Because every service is a singleton. & calling $injector.get() still gives me the same instance everytime.
How can I use multiple instances of a service inside another service? Keeping in mind that the declaration of my non-singleton class, must not pollute the global namespace etc.
My example is below: (Where I wanted $injector.get('serviceCall') to be a different instance everytime, but I've since discovered it can't be.

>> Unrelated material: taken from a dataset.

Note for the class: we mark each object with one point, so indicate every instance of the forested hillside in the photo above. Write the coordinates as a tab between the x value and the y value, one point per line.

app.factory('reportsService', ['$injector', function ($injector) {
var o = {};
o.getServiceCall = function () {
return $injector.get('serviceCall');
};
o.getOriginCompositionData = function (ajaxOptions) {
ajaxOptions.url = '/test/SpiderRequestOriginComposition';
o.getServiceCall().initialize(ajaxOptions);
};
o.getExeuctionTimeData = function (ajaxOptions) {
ajaxOptions.url = '/test/SpiderRequestExeuctionTime';
o.getServiceCall().initialize(ajaxOptions);
};
o.getCacheCompositionData = function (ajaxOptions) {
ajaxOptions.url = '/test/SpiderRequestCacheComposition';
o.getServiceCall().initialize(ajaxOptions);
};
return o;
}]);
and my serviceCall Service:
app.factory('serviceCall', function () {
var o = {};
o.initialize = function (userOptions) {
o.options = o.getOptions(userOptions);
o.call();
};
o.getOptions = function (userOptions) {
var defaultOptions = {
action: 'post',
url: '', //userOptions
successCallback: '', //userOptions
errorCallback: '', //userOptions
dataType: 'json'
};
var options = $.extend(defaultOptions, userOptions);
return options;
};
o.call = function () {
$.ajax({
type: o.options.action,
url: o.options.url,
data: o.options.data,
success: function (r) {
o.options.successCallback(r);
},
error: function (xhr, textStatus, errorThrown) {
//TODO
},
dataType: o.options.dataType,
contentType: o.options.contentType
});
};
return o;
});
You'll need to implement the factory pattern. Return a service that creates object instances for you.
$injector.get('serviceCall')
will always return a singleton, but there's nothing stopping you making that singleton's job generating new object instances for you.Rather than using $injector, directly DI a serviceCallFactory service, and call methods on that to generate the new serviceCall instances.
Agree with @eddiec.
The thing is, when you're new to angular, you suppose factory is like the design pattern Factory : a function that provides a new instance at each call. However, 'factory' in angular is actually a function that is called only one time and that returns an object that will be "cached". Now, every time you DI with the factory name, this object will be injected, not the factory function.
So, if you want a "real" (the design pattern) Factory, you need to create a function that returns a new object.